People often think “Whenever there are K possibilities, each has probability 1/K.” This is not necessarily the case. Nothing in the laws of probability demand this. What the laws of probability do demand are that, given an exhaustive list of mutually exclusive possibilities, their probabilities must add up to 1. Therefore, if you already know somehow that each is equally probable, then, each must have probability 1/K. However, if you don’t already know that each is equally probable, then all bets are off, so to speak.
There is no prior reason to suspect that getting a 2 and not getting a 2 on a die are equally probable, nor that getting a Jack of Spades and not getting a Jack of Spades are equally probable. However, there are good symmetry arguments for “getting a 1”, “getting a 2”, “getting a 3”, etc., to all be equally probable, so one can conclude each has probability 1/6. Similarly, there are good symmetry arguments for “getting a Jack of Spades”, “getting a Jack of Clubs”, “getting a 2 of Hearts”, etc., to all be equally probable, so one can conclude each has probability 1/52.

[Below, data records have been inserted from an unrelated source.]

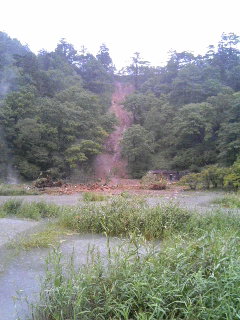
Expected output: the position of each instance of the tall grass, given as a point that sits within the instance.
(31, 210)
(123, 217)
(196, 274)
(16, 190)
(93, 196)
(231, 201)
(196, 278)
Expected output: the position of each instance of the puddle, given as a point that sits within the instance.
(25, 269)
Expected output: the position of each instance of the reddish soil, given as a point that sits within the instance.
(109, 166)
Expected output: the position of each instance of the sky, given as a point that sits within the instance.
(151, 27)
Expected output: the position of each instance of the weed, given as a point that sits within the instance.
(31, 210)
(124, 216)
(42, 239)
(92, 196)
(16, 190)
(231, 200)
(188, 279)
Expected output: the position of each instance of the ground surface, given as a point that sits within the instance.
(20, 270)
(109, 165)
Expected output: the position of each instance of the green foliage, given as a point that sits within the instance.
(32, 210)
(152, 181)
(231, 200)
(191, 180)
(195, 275)
(126, 216)
(214, 177)
(232, 179)
(43, 239)
(93, 196)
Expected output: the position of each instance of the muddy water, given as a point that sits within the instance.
(22, 270)
(22, 276)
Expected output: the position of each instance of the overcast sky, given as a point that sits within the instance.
(151, 27)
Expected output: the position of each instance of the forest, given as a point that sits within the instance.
(54, 109)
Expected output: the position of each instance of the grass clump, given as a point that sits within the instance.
(16, 190)
(93, 196)
(123, 217)
(42, 239)
(189, 279)
(30, 210)
(231, 201)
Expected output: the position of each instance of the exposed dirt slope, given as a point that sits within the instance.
(109, 166)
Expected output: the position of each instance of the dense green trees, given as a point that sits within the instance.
(53, 109)
(54, 117)
(192, 108)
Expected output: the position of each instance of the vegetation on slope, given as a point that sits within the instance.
(190, 107)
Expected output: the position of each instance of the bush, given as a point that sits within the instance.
(232, 180)
(11, 207)
(191, 180)
(191, 277)
(16, 190)
(229, 201)
(32, 210)
(123, 217)
(209, 177)
(152, 181)
(92, 196)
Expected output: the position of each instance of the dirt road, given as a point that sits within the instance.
(109, 166)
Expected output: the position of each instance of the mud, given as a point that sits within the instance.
(109, 166)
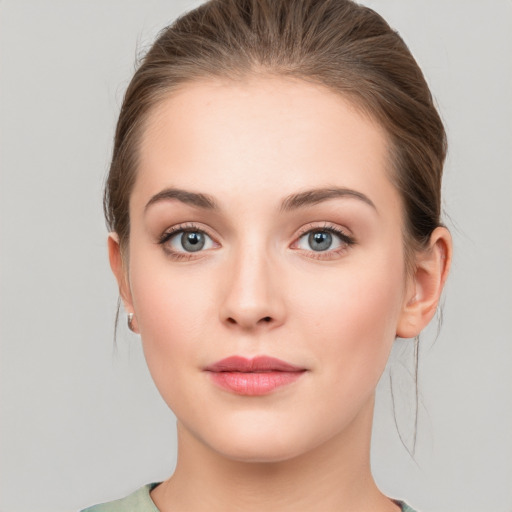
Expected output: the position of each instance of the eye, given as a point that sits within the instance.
(186, 240)
(325, 239)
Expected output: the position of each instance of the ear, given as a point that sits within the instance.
(120, 272)
(426, 284)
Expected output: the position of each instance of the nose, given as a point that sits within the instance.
(253, 293)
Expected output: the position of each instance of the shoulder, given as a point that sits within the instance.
(404, 506)
(139, 501)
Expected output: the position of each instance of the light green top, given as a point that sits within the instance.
(140, 501)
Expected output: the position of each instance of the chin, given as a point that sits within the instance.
(260, 445)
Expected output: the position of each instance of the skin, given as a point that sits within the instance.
(258, 288)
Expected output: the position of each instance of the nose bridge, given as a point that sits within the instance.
(251, 295)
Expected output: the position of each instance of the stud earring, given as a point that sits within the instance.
(129, 322)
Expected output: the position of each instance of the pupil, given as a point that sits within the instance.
(192, 242)
(320, 240)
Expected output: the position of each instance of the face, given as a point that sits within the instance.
(265, 266)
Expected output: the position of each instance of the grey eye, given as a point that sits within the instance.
(319, 240)
(190, 241)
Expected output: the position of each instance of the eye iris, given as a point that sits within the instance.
(320, 240)
(192, 241)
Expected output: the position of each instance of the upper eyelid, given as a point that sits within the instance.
(306, 228)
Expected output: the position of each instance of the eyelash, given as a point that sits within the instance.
(181, 228)
(346, 240)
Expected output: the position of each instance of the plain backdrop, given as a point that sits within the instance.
(83, 423)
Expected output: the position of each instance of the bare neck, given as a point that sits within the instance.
(333, 476)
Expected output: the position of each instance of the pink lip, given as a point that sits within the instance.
(253, 377)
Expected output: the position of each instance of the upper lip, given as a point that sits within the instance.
(256, 364)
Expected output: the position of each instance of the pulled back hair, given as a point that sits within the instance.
(346, 47)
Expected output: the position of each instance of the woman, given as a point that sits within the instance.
(274, 206)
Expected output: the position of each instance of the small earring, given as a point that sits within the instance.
(129, 322)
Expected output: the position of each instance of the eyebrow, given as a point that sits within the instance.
(315, 196)
(193, 198)
(292, 202)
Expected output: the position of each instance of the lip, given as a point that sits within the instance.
(253, 377)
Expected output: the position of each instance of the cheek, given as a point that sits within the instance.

“Either you will or you won’t” doesn’t make the chances 50-50. It’s more likely that you won’t get a 2. Five times more likely, in fact, since there are five ways of not getting a 2, and only one way of getting a 2.
Likewise it’s 51 times more likely that you won’t get the Jack of Spades than that you will.

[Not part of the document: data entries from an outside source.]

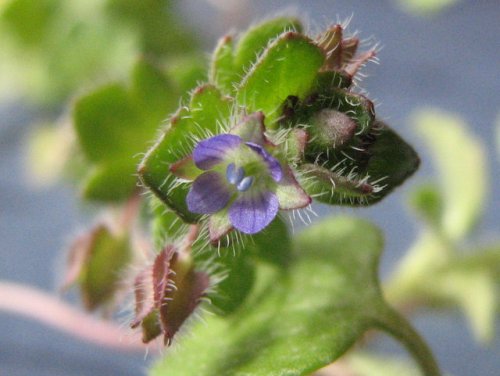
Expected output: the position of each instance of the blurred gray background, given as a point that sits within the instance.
(450, 61)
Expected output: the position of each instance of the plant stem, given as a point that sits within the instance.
(396, 325)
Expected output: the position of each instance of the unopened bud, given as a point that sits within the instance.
(331, 129)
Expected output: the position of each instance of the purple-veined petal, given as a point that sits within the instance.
(212, 151)
(252, 212)
(272, 163)
(251, 128)
(208, 194)
(234, 174)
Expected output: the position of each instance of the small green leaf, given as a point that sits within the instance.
(256, 39)
(299, 320)
(105, 120)
(461, 163)
(151, 90)
(166, 225)
(221, 72)
(392, 161)
(207, 112)
(105, 258)
(110, 182)
(232, 291)
(288, 67)
(427, 202)
(273, 244)
(385, 163)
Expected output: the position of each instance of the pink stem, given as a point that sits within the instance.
(50, 310)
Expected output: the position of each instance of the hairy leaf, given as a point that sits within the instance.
(288, 67)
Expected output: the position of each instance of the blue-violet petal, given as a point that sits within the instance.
(208, 194)
(252, 212)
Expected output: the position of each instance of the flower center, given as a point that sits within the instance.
(236, 176)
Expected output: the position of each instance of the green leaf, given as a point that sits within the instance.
(29, 20)
(392, 161)
(367, 364)
(104, 122)
(208, 110)
(110, 182)
(106, 259)
(497, 134)
(273, 244)
(165, 225)
(425, 7)
(239, 279)
(152, 91)
(461, 165)
(257, 38)
(114, 124)
(427, 202)
(222, 73)
(288, 67)
(385, 164)
(299, 320)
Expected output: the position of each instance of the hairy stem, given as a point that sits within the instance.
(48, 309)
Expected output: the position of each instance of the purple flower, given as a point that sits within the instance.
(240, 183)
(239, 175)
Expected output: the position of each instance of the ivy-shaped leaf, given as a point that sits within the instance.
(301, 319)
(288, 67)
(457, 154)
(207, 112)
(115, 123)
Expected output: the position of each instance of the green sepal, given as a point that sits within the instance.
(257, 38)
(166, 226)
(288, 67)
(208, 110)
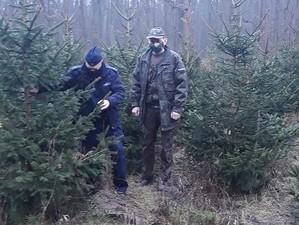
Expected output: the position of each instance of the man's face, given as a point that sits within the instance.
(157, 41)
(95, 67)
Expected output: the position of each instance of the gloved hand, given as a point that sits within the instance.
(34, 90)
(136, 111)
(175, 115)
(104, 104)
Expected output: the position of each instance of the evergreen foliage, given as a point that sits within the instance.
(234, 112)
(124, 58)
(40, 166)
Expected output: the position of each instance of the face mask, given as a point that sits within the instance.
(156, 47)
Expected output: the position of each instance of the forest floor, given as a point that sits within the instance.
(195, 198)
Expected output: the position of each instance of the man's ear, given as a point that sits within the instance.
(164, 40)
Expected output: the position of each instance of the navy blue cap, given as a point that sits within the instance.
(93, 56)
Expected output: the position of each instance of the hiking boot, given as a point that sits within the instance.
(162, 185)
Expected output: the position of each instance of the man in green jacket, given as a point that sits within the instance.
(158, 92)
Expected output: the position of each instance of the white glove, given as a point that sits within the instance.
(136, 111)
(175, 115)
(104, 104)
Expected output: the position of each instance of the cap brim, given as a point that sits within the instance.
(152, 36)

Do you really think that if you drew a card at random out of the full deck lots of times, it’d be the Jack of Spades half the time? Because that’s what your answer of 50-50 implies.

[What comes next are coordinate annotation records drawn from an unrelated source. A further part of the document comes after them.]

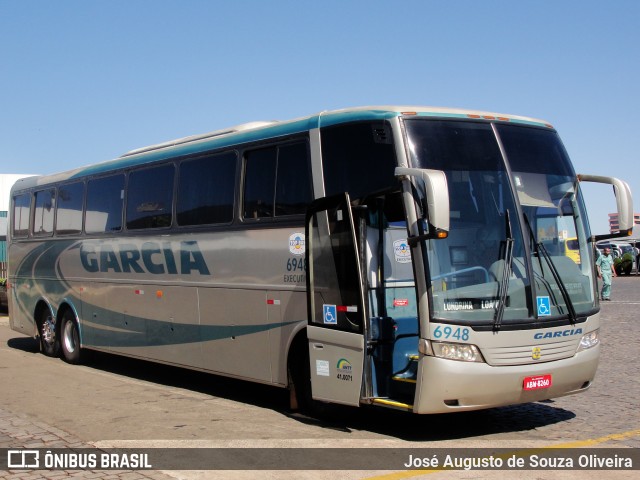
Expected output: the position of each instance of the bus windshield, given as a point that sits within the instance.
(513, 202)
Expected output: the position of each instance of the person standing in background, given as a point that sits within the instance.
(606, 272)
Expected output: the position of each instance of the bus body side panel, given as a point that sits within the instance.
(225, 302)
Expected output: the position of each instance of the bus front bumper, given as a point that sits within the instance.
(449, 385)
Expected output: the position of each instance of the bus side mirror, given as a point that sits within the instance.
(624, 202)
(432, 187)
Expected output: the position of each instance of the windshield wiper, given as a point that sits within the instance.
(503, 286)
(541, 251)
(556, 276)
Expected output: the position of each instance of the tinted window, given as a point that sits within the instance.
(206, 190)
(44, 212)
(70, 202)
(21, 209)
(293, 183)
(260, 175)
(104, 204)
(277, 181)
(358, 158)
(150, 197)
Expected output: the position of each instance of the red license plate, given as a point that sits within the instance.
(536, 383)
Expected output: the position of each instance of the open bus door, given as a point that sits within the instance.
(335, 302)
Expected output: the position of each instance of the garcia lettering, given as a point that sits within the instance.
(156, 258)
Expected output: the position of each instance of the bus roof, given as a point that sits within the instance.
(253, 131)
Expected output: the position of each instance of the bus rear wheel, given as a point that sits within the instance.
(70, 339)
(47, 328)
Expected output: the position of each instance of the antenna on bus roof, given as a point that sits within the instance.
(203, 136)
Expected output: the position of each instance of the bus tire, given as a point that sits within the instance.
(48, 332)
(70, 339)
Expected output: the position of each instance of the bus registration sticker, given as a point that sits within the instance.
(537, 383)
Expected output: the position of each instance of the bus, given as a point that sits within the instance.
(404, 257)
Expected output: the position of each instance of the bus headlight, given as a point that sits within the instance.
(589, 340)
(457, 351)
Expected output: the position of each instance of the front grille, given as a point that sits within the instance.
(524, 354)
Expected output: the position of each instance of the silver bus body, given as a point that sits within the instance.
(440, 292)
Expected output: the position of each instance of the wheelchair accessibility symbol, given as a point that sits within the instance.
(329, 314)
(544, 306)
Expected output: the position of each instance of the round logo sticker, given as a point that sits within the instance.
(402, 251)
(296, 243)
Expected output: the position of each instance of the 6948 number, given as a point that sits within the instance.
(456, 333)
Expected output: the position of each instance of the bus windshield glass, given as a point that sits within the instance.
(513, 205)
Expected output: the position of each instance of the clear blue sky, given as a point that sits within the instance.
(85, 81)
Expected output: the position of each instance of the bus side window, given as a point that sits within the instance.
(259, 183)
(277, 181)
(105, 198)
(150, 197)
(206, 190)
(44, 212)
(21, 215)
(69, 209)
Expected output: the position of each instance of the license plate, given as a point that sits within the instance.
(536, 383)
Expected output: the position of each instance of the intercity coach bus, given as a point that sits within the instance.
(405, 257)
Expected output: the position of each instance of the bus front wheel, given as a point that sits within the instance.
(70, 339)
(47, 328)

You are confusing possible outcomes with probabilities. If I said “what is the chance of the sun not rising today” the answer is not 50%, just because it either rises or it doesn’t. Thinking this way would seem to imply 50% probabilities for almost everything, which clearly is not the case.
Ask yourself what 50/50 means. It means if you did something 100 times, you would get one result 50 times and the other result 50 times. Do you really think that if you rolled a normal D6 100 times you’d get 2 50 times and not-2 50 times?
As one more counterexample, suppose that we assume that because you either get a two or you don’t when you roll a six-sided die, that there must be a 50% chance of getting the two. Now what are the odds of rolling a three? By the same reasoning, it must be 50%. What about a one? Again, 50%. But now the probabilities add up to more than 100%–in fact, if you continue this line of reasoning for all possible outcomes, you’ll see that they add up to 300%–and I really can’t make sense of that. So it seems that your initial assumption can’t be right.
50-50 implies 50% probability (i.e, you expect the result half the time). This is obviously not true, because if rolling a “2” had 50% odds, and rolling a “3” had 50% odds, you add the two up and you’re already at 100%. What happened to rolling a 1, 4, 5, & 6?
Probability is trying to put a number as to how likely as possible outcome will happen. Some events will have many possible outcomes.
You roll a die, the possible are outcomes are to get 1, 2, 3, 4, 5 or 6 facing up. You are hoping for a 2 to come up. That is 1 outcome out of six possibilities. So the chance, or likelihood, of getting that number 2 is 1 chance out 6 possible outcomes.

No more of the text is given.